Na, das wird ja wohl nicht so schwer sein, Herr Johansson. Lassen Sie den Titel ruhig stehen, den Rest von ihrem ‚Roman‘ (er prononcierte das Wort so, als würde er über Exkremente reden), legen Sie in die Nähe des Ofens. Schreiben Sie einfach noch mal bisschen drauflos, dann wird das schon, dafür wird Ihr Talent ja wohl noch reichen. Und als nächstes machen wir dann ein Kinderbuch – Maulwurf ist cool, Igel auch, kommt immer gut an bei den Latte-Macchiato-Mamas im Prenzlberg. Da können Sie sich schon mal ein Titel überlegen. So in der Art „Vom kleinen Mauligel“.

Ja, ich lächelte schwermütig, aber sagen Sie, was wird mit dem Buch, was ich eigentlich veröffentlichen wollte?

Vergessen Sie den Quatsch, den Sie da zusammengeschmiert haben, ich hab auf Seite 54 aufgehört und ich war noch gutwillig, interessiert keine Sau, wenn nicht eine verruchte Lebensgeschichte des Autors dahinter vorlinst, M. zwinkerte mir verschwörerisch zu.

Aber das ist doch auch ein Krimi und ich dachte, Krimi geht immer?

Wer hat Ihnen denn diesen Schwachsinn eingeredet?

Keine Ahnung, Kollegen von Ihnen.

Pah, Krimi, im Fernsehen vielleicht, aber so politisches Zeug mit bisschen Krimiklimbim drumrum, wie Sie das schreiben, nee, Herr Friederson, das ist durch für die nächsten 20 Jahre.
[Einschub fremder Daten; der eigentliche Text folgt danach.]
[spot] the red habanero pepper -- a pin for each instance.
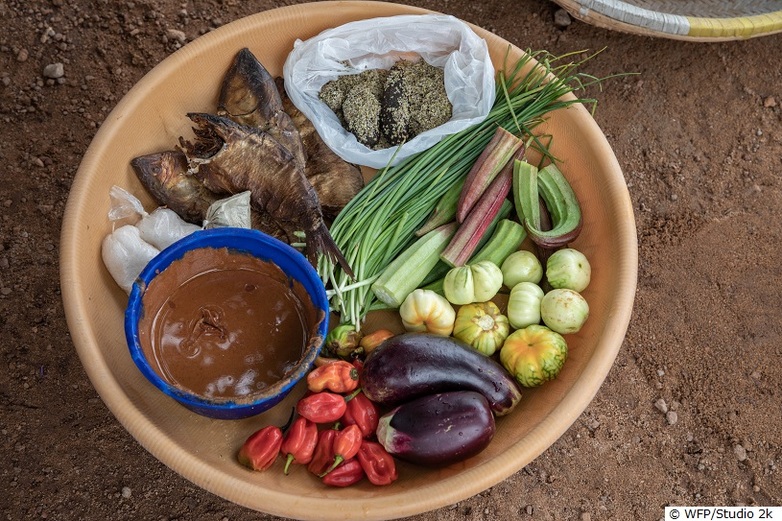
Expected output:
(261, 449)
(323, 407)
(346, 446)
(377, 463)
(338, 376)
(324, 452)
(363, 412)
(299, 442)
(349, 473)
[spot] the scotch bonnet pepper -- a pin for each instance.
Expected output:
(324, 452)
(261, 449)
(377, 463)
(348, 473)
(363, 412)
(298, 445)
(323, 407)
(338, 376)
(346, 445)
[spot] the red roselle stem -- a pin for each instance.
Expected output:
(469, 233)
(502, 147)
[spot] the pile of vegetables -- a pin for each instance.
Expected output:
(438, 238)
(331, 433)
(381, 221)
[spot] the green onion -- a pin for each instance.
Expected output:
(381, 220)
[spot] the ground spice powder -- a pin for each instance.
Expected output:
(384, 108)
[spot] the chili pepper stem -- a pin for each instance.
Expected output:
(337, 460)
(288, 462)
(352, 395)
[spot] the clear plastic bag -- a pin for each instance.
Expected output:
(163, 227)
(442, 40)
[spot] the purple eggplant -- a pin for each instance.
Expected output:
(415, 364)
(438, 429)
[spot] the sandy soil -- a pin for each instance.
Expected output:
(690, 414)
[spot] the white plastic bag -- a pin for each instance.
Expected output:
(163, 227)
(125, 255)
(232, 211)
(442, 40)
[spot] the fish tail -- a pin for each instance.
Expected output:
(320, 241)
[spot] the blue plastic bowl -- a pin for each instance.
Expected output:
(260, 245)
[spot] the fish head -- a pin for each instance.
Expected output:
(213, 126)
(161, 168)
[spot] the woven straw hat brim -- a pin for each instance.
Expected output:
(704, 20)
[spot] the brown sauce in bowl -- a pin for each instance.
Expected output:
(225, 325)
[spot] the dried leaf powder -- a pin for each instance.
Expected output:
(384, 108)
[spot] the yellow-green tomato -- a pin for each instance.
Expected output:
(521, 266)
(458, 286)
(477, 282)
(534, 355)
(424, 310)
(482, 325)
(524, 304)
(568, 269)
(564, 310)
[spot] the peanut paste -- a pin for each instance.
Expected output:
(224, 324)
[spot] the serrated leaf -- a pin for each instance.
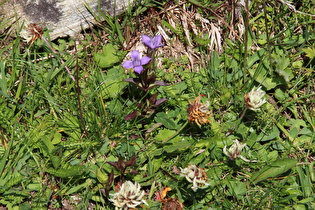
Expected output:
(274, 169)
(67, 172)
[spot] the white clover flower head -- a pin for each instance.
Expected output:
(255, 98)
(128, 196)
(235, 151)
(197, 176)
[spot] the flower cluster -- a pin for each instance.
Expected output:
(146, 78)
(137, 62)
(128, 196)
(255, 99)
(198, 112)
(235, 151)
(195, 175)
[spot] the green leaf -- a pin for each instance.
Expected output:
(101, 177)
(281, 67)
(67, 172)
(310, 52)
(274, 169)
(109, 57)
(113, 83)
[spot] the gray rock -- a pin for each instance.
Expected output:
(61, 17)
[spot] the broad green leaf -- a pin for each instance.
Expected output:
(164, 134)
(274, 169)
(281, 67)
(178, 146)
(310, 52)
(113, 83)
(101, 177)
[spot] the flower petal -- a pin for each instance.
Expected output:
(138, 69)
(147, 41)
(145, 60)
(128, 64)
(157, 41)
(135, 55)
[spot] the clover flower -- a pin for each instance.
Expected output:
(195, 175)
(31, 32)
(235, 151)
(254, 99)
(152, 42)
(136, 62)
(198, 112)
(128, 196)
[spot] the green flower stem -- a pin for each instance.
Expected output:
(285, 131)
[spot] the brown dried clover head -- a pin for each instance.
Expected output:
(198, 112)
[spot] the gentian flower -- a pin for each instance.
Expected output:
(153, 42)
(255, 98)
(136, 62)
(235, 151)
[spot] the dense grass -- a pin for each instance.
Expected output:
(70, 144)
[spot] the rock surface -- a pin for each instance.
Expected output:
(61, 17)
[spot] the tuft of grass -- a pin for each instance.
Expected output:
(68, 144)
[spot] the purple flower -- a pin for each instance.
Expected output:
(153, 42)
(136, 62)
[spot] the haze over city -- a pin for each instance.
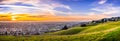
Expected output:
(57, 10)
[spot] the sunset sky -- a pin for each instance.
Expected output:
(63, 8)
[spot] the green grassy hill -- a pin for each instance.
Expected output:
(109, 31)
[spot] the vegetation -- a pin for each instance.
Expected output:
(109, 31)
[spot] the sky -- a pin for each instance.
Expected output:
(102, 8)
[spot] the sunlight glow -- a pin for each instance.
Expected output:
(13, 18)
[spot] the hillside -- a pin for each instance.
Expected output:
(109, 31)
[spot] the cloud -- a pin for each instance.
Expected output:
(102, 1)
(107, 9)
(38, 6)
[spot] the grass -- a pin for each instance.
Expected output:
(109, 31)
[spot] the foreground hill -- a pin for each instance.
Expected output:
(109, 31)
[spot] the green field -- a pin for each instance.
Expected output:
(109, 31)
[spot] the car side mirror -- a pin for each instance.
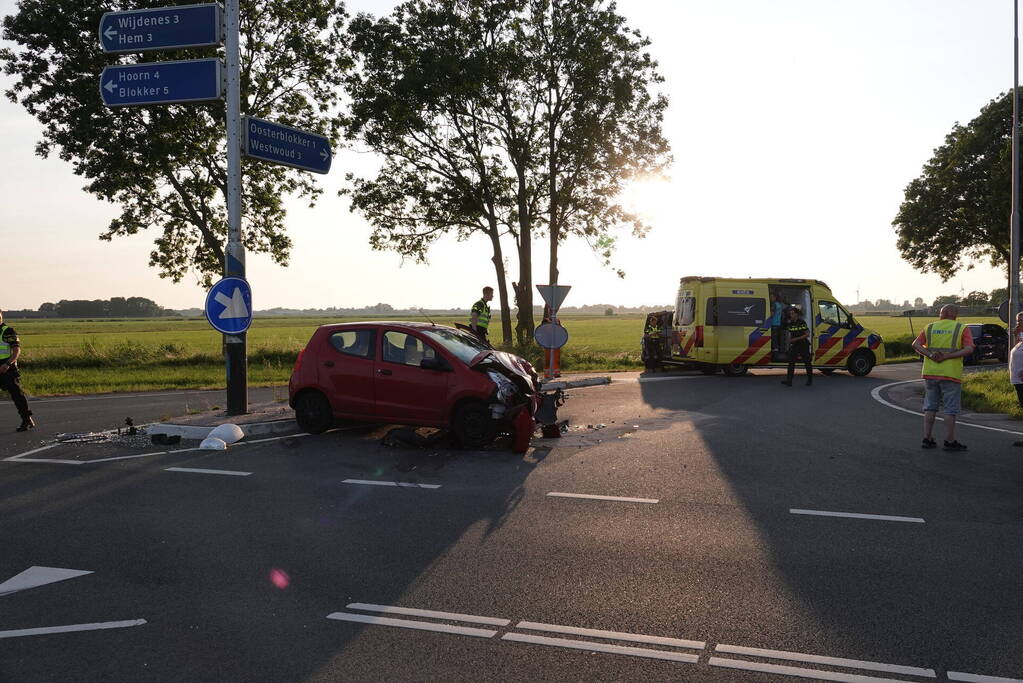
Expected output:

Und, da wir schon mal beim Thema sind, Sie sollten sich mal einen neuen Namen zulegen. Ich könnte mir vorstellen, dass man mit einem Namen, der an Sinti und Roma erinnert, noch was reißen kann, die hätten wir dann auch im Sack.

Ich sank zurück und wusste plötzlich, wie es sich anfühlt, wenn eine durstige Elefantenherde über einen hingefegt.
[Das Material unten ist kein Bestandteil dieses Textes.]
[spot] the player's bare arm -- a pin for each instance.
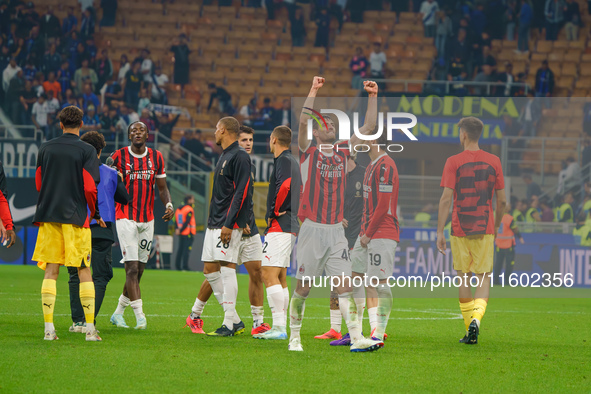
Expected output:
(444, 204)
(371, 116)
(165, 198)
(303, 142)
(501, 203)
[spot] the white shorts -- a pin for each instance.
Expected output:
(322, 248)
(135, 239)
(250, 249)
(377, 260)
(215, 250)
(277, 249)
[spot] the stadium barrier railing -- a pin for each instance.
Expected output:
(453, 87)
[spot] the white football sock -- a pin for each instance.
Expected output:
(349, 310)
(230, 285)
(384, 308)
(359, 296)
(296, 314)
(217, 285)
(335, 319)
(373, 316)
(360, 303)
(123, 303)
(275, 299)
(285, 306)
(137, 308)
(197, 309)
(258, 314)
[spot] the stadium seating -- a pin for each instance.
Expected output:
(238, 48)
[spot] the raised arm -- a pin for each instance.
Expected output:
(371, 116)
(303, 141)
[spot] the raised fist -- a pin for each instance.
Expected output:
(318, 82)
(370, 87)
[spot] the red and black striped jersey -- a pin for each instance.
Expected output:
(380, 199)
(284, 195)
(66, 178)
(324, 177)
(139, 174)
(5, 214)
(231, 197)
(473, 176)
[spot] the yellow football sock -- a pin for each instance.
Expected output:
(48, 293)
(479, 308)
(467, 308)
(87, 300)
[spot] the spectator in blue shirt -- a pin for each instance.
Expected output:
(91, 120)
(525, 19)
(358, 66)
(70, 22)
(554, 11)
(89, 98)
(544, 83)
(52, 60)
(64, 76)
(29, 71)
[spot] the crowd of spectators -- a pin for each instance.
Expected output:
(47, 64)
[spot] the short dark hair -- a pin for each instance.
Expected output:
(382, 139)
(471, 126)
(246, 129)
(95, 139)
(316, 126)
(283, 135)
(137, 121)
(71, 117)
(231, 124)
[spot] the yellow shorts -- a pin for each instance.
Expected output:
(473, 253)
(63, 244)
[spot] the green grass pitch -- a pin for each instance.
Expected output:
(526, 345)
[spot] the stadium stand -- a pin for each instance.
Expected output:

M. grinste zufrieden, Herr Baldurson, Sie haben mir den Tag gerettet. Mein Büro schickt Ihnen dann die Rechnung. Oh, ich muss dann mal wieder, hab‘ gleich noch einen Kunden.
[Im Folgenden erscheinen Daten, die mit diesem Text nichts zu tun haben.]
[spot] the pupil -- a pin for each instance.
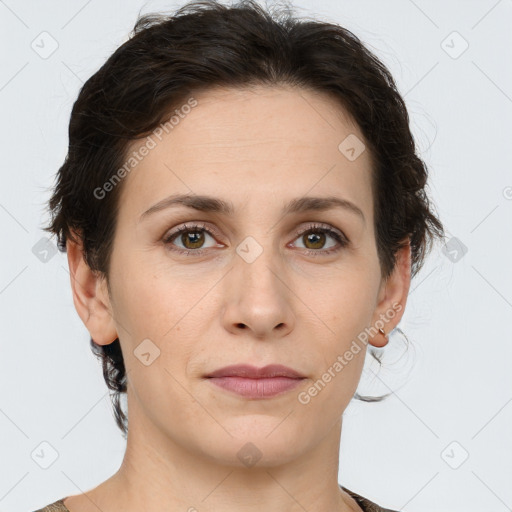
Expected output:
(193, 237)
(316, 239)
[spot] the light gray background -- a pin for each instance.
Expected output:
(453, 387)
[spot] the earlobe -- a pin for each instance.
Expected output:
(90, 295)
(393, 297)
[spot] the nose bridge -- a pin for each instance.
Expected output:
(259, 264)
(256, 294)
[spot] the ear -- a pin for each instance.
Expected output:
(90, 295)
(393, 294)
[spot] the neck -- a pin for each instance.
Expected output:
(159, 472)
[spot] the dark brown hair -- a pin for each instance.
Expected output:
(205, 44)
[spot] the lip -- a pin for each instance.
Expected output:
(256, 383)
(252, 372)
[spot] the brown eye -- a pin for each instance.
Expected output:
(315, 237)
(192, 239)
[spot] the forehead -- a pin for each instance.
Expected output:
(253, 144)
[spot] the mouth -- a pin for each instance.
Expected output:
(256, 383)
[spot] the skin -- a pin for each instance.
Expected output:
(257, 148)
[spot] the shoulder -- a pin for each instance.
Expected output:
(57, 506)
(365, 503)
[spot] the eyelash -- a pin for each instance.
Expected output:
(314, 228)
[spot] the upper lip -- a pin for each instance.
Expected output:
(252, 372)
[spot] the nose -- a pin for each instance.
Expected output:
(257, 300)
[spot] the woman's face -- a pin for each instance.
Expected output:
(260, 284)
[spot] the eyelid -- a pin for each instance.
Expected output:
(340, 237)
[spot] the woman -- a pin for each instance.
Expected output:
(243, 209)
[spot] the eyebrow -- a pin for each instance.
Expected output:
(211, 204)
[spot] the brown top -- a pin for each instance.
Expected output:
(365, 504)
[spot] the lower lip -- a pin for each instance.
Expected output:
(256, 388)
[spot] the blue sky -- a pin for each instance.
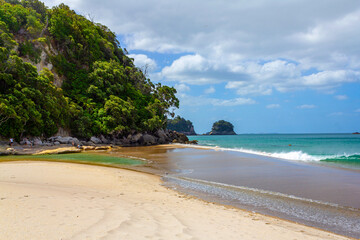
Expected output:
(282, 66)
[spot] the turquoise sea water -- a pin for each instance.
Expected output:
(339, 149)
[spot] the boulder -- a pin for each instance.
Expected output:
(148, 139)
(104, 140)
(137, 138)
(87, 148)
(64, 140)
(37, 141)
(103, 148)
(95, 140)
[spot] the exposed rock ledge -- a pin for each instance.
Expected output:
(72, 144)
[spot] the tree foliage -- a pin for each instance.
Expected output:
(102, 91)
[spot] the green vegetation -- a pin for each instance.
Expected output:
(98, 89)
(181, 125)
(222, 128)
Und schon raffte er sich auf und verließ im Sturmschritt und mit wehenden Rockschößen die Lokalität. Ich weiß nicht, wie lange ich bewegungslos noch in dem Café saß, irgendwann machte die Bedienung Feierabend und ich machte mich daran, eine neue Karriere zu beginnen. Falls Ihnen in einigen Jahren, möglicherweise mal in einer Talkshow, ein Typ begegnet, von Drogen ausgemergelt, mit schmutzigen Fingernägeln und Halbglatze, von deren Moosrand die grauen Strähnen fettig auf den Kragen des ehemals weißen Hemdes schlagen, der sich während der Sendung zusäuft und depressives, unausgegorenes Zeug von seiner Familie aus Schlesien erzählt, behauptet, er sei ein Frau, die vorgibt ein Mann zu sein, der vorgibt eine Frau zu sein, dem ständig was aus der Hand fällt und der die ganze Zeit einen Maulwurf tätschelt – dann bin das ich.